Growing up as a picky kid, you had to follow the three-bites rule, which didn't work. We tried that briefly here and realized it was a mistake. After tons of encouragement my son would taste something, but he never once said, "Oh, that's pretty good." Why is that?
The three-bites rule is to make you feel better. It's to make you feel like you're laying down the law. It's to make you feel like maybe they're getting the nutrients in that you want them to get in. But it's a battle, and I still did everything I could to get out of even that small amount.
Kids don't have any control. We forget that as adults we get to decide what we want to eat that night, and we just assume that everybody in the house, including our spouses, are fine with it. I have a hard time working up an appetite if I don't know what I'm eating that night, but it's not like my kid can work up an appetite knowing I've got lamb chops in the refrigerator.
Think about not being able to choose, from our perspective, and how we would feel if someone were a caretaker, for whatever reason, and never asked us what we wanted to eat. That would suck.
Your son is now three. How do you deal with his eating habits? Is he picky?
When I was writing the book I was worried, but not so much now. Once he started to talk more and more, about a year ago, that was the last time I worried about his development.

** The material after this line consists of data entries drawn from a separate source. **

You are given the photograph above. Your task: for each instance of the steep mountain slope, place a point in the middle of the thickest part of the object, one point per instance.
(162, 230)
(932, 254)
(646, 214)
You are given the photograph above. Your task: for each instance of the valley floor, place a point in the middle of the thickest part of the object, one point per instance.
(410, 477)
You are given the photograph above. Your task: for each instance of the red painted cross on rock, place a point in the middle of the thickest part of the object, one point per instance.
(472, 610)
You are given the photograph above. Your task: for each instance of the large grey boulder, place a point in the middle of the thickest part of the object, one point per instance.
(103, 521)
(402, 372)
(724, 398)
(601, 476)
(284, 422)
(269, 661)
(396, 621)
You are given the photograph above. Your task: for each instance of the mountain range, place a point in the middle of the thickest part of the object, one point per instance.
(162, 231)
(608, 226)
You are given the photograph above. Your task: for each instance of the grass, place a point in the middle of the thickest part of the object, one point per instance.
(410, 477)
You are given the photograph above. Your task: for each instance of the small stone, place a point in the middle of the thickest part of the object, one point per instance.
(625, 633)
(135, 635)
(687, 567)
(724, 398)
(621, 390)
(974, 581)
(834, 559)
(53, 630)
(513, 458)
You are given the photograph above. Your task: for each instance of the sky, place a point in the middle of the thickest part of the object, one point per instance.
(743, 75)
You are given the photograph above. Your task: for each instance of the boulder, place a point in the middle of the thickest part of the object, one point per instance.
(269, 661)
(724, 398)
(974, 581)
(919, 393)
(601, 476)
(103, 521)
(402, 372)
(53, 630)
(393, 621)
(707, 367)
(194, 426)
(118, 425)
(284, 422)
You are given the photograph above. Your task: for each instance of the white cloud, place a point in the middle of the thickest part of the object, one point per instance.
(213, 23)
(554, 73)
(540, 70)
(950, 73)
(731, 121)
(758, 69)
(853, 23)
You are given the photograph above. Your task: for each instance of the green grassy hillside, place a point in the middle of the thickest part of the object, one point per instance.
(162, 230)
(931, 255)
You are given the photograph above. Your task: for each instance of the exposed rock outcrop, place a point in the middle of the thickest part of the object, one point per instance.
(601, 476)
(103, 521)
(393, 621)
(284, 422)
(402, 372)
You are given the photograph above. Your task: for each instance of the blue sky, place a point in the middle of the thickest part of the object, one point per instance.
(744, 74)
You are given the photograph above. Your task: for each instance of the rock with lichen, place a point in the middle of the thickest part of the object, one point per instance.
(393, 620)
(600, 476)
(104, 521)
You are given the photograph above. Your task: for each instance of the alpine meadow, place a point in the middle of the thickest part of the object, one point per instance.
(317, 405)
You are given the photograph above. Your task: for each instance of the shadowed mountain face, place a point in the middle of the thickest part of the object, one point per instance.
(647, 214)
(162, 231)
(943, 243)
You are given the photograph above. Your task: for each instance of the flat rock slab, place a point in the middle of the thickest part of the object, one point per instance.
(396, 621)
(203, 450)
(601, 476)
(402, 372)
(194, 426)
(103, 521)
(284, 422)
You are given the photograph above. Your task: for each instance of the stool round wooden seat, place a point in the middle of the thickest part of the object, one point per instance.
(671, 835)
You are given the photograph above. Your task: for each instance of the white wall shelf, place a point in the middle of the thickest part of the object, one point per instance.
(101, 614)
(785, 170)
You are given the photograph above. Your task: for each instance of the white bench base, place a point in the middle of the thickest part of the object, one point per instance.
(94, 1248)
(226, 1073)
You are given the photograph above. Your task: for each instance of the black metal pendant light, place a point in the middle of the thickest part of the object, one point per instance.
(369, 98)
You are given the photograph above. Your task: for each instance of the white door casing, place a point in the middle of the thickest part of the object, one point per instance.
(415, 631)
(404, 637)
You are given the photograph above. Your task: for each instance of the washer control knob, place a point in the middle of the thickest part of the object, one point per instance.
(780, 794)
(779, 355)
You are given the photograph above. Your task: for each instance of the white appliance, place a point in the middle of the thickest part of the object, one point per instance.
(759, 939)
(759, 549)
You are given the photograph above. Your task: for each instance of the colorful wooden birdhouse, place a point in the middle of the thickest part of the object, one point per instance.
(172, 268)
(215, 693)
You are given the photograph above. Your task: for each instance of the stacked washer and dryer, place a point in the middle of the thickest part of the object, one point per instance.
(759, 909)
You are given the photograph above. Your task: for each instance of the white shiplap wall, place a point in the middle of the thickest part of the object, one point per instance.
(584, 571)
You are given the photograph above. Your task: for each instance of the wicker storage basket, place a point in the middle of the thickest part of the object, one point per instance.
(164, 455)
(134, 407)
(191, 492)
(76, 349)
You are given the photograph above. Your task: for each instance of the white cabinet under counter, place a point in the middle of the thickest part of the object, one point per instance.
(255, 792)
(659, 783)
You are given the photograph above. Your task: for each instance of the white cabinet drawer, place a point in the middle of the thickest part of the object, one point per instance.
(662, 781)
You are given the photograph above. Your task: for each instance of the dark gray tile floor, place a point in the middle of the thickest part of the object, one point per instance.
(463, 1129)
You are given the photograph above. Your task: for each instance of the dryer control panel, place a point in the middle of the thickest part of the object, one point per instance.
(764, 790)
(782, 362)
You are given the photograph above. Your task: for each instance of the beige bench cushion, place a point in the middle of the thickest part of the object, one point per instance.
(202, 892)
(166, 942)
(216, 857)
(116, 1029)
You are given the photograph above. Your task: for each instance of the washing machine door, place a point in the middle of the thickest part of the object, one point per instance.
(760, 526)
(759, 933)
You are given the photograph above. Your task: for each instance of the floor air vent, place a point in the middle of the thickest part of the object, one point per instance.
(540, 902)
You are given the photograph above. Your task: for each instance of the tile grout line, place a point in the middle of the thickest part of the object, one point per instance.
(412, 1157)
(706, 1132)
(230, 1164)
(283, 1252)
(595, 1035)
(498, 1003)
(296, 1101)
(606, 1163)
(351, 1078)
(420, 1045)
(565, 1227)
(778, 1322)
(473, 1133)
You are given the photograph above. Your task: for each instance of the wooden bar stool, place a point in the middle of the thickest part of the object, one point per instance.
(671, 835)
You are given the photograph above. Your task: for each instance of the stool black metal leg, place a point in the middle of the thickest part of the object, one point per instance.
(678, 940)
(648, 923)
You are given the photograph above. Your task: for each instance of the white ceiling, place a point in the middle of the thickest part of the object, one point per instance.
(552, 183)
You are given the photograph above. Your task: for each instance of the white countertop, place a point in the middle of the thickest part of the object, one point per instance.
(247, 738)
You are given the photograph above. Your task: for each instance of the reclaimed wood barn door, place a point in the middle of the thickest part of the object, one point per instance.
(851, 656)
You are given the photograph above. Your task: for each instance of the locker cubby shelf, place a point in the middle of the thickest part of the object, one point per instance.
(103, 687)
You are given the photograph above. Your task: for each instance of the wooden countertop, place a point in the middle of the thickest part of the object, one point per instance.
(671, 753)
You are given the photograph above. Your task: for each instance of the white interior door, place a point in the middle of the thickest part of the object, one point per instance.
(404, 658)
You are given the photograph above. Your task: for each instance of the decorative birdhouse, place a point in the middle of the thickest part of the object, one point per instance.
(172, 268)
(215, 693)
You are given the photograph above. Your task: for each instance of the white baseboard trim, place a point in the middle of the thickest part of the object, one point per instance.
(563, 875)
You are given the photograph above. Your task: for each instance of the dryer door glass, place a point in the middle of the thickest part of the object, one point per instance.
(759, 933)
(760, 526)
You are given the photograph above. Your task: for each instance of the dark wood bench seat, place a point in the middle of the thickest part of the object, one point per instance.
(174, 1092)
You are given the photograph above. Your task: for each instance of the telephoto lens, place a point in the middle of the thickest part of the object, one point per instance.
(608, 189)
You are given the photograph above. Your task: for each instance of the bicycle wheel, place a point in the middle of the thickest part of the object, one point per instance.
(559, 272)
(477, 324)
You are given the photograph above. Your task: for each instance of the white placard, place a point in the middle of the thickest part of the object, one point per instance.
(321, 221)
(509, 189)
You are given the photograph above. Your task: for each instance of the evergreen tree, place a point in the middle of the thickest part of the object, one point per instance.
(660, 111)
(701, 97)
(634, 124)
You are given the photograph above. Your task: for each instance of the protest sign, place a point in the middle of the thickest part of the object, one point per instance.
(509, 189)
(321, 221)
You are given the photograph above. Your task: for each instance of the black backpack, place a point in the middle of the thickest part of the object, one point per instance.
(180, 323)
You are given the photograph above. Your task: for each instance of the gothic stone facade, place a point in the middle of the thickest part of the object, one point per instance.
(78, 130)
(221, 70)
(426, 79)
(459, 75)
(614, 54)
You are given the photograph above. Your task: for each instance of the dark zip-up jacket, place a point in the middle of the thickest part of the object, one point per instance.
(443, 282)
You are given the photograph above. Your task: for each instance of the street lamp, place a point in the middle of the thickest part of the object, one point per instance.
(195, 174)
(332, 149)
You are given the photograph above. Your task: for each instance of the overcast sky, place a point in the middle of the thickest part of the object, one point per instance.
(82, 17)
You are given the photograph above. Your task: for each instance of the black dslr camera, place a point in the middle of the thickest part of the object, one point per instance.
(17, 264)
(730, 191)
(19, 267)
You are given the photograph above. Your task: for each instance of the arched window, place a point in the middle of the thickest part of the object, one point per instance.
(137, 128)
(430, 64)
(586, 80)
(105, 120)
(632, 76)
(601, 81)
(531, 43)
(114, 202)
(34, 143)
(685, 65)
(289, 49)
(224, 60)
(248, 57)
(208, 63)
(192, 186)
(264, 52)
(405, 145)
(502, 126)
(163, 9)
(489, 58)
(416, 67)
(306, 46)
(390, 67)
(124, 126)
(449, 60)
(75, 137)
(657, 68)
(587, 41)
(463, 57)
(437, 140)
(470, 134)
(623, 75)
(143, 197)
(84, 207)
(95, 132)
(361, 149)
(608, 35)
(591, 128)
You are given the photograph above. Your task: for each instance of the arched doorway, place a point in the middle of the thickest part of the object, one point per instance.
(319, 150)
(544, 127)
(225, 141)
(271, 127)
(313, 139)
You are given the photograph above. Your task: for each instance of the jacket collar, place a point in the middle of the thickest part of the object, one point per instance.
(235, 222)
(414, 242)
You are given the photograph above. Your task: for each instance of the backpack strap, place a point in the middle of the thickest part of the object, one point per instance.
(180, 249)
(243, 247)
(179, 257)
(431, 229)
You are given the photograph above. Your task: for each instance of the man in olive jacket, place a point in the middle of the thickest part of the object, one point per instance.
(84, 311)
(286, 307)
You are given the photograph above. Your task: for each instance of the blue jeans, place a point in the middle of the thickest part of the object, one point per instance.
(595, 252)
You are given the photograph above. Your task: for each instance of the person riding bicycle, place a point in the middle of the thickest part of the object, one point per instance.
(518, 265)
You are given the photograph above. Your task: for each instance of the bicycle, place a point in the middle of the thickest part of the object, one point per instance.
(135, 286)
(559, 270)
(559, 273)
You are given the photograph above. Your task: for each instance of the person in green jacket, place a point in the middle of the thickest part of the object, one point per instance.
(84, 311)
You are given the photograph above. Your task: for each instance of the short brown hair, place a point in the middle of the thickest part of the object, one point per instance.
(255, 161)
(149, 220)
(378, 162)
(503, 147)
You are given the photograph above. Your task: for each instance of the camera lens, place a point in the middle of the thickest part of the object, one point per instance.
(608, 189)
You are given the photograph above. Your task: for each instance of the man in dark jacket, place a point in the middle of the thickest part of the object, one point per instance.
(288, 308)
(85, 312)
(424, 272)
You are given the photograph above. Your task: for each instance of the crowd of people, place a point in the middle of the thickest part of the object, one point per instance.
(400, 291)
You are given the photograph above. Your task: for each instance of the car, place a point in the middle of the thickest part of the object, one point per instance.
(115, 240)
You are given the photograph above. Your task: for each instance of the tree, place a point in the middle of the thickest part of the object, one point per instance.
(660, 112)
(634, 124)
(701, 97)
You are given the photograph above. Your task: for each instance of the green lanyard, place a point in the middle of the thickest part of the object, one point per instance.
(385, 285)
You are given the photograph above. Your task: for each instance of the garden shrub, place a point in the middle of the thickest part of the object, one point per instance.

I do find myself making things that I know he's going to like, and there's nothing wrong with that. I will still try to get him to eat things but if he doesn't eat them, I'm fine. He's going to fill that hole with carrot sticks or other things, fruit mostly. But the other night, I made the roasted broccoli recipe with smoked paprika vinaigrette that's in the book. He has, at times, taken bites of broccoli. That night, for some reason, he ate the whole thing. I was shocked.
So they surprise you every so often. It's hard not to be stressed, but it's okay to relax as long as your pediatrician is okay with it.